Patch kernel with cifs

the-one1

2[H]4U
Joined
Jan 16, 2003
Messages
2,982
I have Red Hat 9 with 2.4.20 kernel. I downloaded the cifs patch and extracted it into the /root. I also download the 2.4.20 kernel from kernel.org.
I extracted the kernel into /usr/src.
I run the patch -p1 < /root/linux/cifs_24.patch.
I then copy the /fs/cifs/* to the /usr/src/new kernel/fs/cifs.
I do "make menuconfig" and choose cifs support in the kernel. I exit and save.
Then "make dep".
Then I want it as a module so I do a "make modules".
The lastly a "make modules_install"
I download the mount.cifs into the /sbin.
I reboot. I do a mount -t cifs //123.123.123/share /root/share -o user=user,password=user.
It comes back saying "cifs is not a supported file system"

A couple of questions:
On a fresh install I have a folder 2.4.20-8 in my /usr/src folder.
Do I run the patch on that or the newly downloaded kernel from kernel.org?
How do I enable the module?
I know that the 2.6 kernel has the cifs support, if I upgrade the kernel to 2.6, will my settings and programs still work?
I have been going at this for 3 weeks trying to patch the 2.4 kernel with the cifs file system.
 
As long as you install the newest module-init-tools, then you can continue to use 2.6 as if it were a 2.4 kernel. They are binary-compatible and AFAIK, I haven't heard of many apps that break. (None that are installed by default AFAIK.)

Go ahead and compile the newest kernel for 2.6 - you won't regret it.

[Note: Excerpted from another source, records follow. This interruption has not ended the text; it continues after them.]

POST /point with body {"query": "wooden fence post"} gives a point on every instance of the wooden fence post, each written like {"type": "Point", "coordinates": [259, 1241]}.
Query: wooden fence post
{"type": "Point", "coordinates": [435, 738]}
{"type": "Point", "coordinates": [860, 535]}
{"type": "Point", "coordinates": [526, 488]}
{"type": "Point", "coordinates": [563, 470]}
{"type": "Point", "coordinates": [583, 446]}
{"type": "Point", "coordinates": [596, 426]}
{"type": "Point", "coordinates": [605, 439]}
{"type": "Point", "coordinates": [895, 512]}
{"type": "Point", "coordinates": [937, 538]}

Also, to answer your question, you need the source for your current kernel to get CIFS working with your v.2.4 kernel. You can determine which kernel you're using by doing 'uname -a'.

Once you figure out you're running 2.4.x, then you can install the kernel-source and create the link to /usr/src/linux.... I'm pretty sure you know the rest.